Na Europa surgem vários exemplos onde este segmento, com a sua especificidade e diversidade, tem sido revitalizado e modernizado. Esta realidade é o resultado da sua integração não só nas principais medidas de sustentabilidade, descarbonização e promoção do transporte público de regiões e países, como também no processo de expansão e modernização de redes ferroviárias. Mas a revitalização da ferrovia regional está sempre dependente das políticas de desenvolvimento e de transportes, estratégias, visões, condicionantes e realidade de cada Estado-Membro e das suas regiões.

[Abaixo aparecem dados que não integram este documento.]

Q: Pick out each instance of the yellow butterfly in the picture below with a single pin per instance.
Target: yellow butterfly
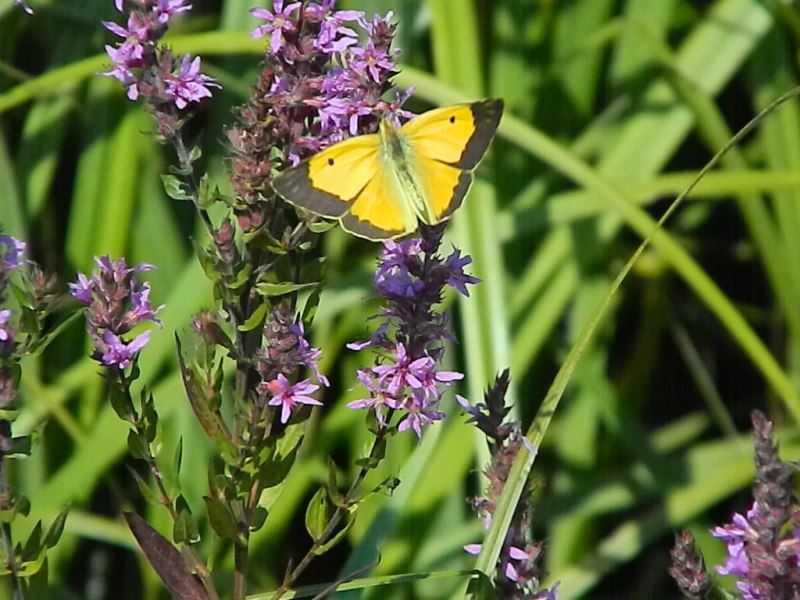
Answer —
(380, 186)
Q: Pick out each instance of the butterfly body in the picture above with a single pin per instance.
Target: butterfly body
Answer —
(381, 185)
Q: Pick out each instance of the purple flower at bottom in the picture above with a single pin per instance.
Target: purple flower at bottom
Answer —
(5, 331)
(288, 395)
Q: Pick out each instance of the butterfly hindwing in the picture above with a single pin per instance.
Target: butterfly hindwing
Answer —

Se por um lado ainda há casos como o do operador público húngaro MÁV que, em 2023, suspendeu o serviço em 10 linhas regionais, substituindo-o por autocarros, por outro há realidades em que as dinâmicas institucionais, a vontade e o investimento conduziram à recuperação, reposição e modernização do serviço público ferroviário regional, contrariando ameaças de encerramentos e declínio, representando também novas oportunidades para a indústria ferroviária, operadores e regiões.
Na região italiana do Tirol do Sul reabriu, em 2005 e ao fim de 15 anos de interregno, a linha regional Merano-Malles, conhecida também como Treno Val Venosta, cuja gestão e exploração é de responsabilidade regional. Entre 2005 e 2021 foram investidos cerca de 205,5 milhões de euros, cofinanciados por fundos europeus, na reabertura, compra de comboios regionais novos e na eletrificação (atualmente a decorrer). Com um serviço ferroviário moderno, os benefícios fizeram-se sentir na mobilidade regional e na procura, com cerca de dois milhões de passageiros transportados anualmente. Este ano, e nas comemorações do 20.º aniversário da reabertura, a região autónoma apresentou a primeira unidade elétrica da nova frota de comboios regionais adquiridos, em 2022, com apoio do Plano de Recuperação e Resiliência italiano, que será também utilizada nas ligações transfronteiriças com a região austríaca do Tirol.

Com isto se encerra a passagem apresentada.